Whittaker is a technology researcher who became widely known as one of the organizers of a mass walkout at Google in 2018 in protest of the company’s handling of sexual harassment allegations against top executives. Within Google, she also became known for her advocacy for ethical AI and co-founded the AI Now Institute at NYU while still employed by the company.
In 2019, Whittaker left Google, becoming one of many walkout coordinators who claimed to have experienced retaliation for their internal activism. Her depth of knowledge and moral framework was recognized more recently when she joined the FTC as a senior adviser on AI in November 2021.
As president, Whittaker will join Signal at a time of transition for the company. She takes up the role in the same year that Signal founder Moxie Marlinspike stepped down as CEO — a position that currently remains unfilled — and in a moment when questions remain about the overall sustainability of the project.
The company is also the developer of the Signal Protocol, an open-source cryptographic protocol for end-to-end encrypted messages that has been incorporated into WhatsApp since 2016. As a standalone app, Signal has around 40 million users — a small fraction of WhatsApp’s 2 billion or so users but enough to make it a significant player in the messaging landscape.

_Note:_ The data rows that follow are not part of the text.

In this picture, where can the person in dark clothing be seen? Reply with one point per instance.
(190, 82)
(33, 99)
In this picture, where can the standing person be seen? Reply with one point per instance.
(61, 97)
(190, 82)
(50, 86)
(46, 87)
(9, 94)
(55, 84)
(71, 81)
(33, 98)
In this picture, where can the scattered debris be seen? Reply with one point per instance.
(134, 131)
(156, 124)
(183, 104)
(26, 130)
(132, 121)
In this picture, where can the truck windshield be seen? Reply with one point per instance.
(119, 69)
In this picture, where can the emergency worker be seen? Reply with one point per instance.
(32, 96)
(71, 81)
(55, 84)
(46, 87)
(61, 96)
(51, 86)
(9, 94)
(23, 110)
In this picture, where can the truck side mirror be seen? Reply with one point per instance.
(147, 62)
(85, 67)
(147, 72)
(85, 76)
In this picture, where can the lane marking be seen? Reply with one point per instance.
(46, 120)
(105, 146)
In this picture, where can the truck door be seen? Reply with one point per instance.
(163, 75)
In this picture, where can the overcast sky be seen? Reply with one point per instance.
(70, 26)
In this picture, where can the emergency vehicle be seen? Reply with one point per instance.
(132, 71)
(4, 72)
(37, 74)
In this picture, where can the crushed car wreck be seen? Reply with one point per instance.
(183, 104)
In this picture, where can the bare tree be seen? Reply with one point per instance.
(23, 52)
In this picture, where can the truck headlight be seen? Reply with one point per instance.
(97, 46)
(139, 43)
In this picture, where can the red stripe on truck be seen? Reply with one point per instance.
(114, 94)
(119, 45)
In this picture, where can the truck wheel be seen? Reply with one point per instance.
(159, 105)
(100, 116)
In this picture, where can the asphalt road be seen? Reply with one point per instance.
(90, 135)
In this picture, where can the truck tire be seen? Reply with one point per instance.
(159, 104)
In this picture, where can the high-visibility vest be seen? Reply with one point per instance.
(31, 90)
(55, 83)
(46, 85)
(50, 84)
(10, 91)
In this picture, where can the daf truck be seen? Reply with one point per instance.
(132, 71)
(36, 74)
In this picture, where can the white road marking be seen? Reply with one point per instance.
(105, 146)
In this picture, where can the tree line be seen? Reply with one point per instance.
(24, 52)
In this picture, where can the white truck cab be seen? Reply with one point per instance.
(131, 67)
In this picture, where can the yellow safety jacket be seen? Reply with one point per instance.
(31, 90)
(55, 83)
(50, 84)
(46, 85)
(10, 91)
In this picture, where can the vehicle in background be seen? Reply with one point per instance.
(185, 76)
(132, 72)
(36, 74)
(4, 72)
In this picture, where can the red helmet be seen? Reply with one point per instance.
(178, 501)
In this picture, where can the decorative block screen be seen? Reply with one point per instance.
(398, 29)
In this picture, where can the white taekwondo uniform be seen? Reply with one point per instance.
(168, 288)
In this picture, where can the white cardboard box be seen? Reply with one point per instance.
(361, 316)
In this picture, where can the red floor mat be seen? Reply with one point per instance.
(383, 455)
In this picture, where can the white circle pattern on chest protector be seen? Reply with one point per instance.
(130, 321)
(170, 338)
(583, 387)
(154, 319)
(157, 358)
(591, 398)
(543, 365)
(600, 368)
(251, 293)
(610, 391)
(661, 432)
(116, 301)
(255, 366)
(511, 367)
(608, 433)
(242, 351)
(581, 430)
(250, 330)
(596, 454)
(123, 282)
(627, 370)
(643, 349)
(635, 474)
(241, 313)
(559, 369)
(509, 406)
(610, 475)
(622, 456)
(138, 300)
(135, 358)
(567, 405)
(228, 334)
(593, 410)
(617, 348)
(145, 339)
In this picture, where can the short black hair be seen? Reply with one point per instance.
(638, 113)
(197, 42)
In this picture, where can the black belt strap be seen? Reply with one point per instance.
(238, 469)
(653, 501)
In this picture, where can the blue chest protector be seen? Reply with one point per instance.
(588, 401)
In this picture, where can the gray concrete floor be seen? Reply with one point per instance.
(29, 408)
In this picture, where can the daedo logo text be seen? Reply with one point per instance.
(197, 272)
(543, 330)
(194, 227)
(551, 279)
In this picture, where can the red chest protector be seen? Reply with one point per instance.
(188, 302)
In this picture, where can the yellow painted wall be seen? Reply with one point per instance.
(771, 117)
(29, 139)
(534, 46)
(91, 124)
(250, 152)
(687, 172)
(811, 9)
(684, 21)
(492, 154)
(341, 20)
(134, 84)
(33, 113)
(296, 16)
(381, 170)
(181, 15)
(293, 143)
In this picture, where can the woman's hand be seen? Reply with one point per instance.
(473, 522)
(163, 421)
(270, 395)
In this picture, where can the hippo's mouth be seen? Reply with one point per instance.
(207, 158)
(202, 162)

Employees were told last year that, for Signal to be self-sustaining, the app would need to reach around 100 million users. Though the user base has seen a period of rapid growth in recent years, workers at the company have raised concerns over lacking adequate resources to deal with potentially abusive uses of the app.
In comments given to The Washington Post, Whittaker seemed to suggest that she would push for more users to pay for the app. Developing and maintaining it costs “tens of millions of dollars per year,” Whittaker said — and making up those costs without data collection will be an enormous challenge going forward.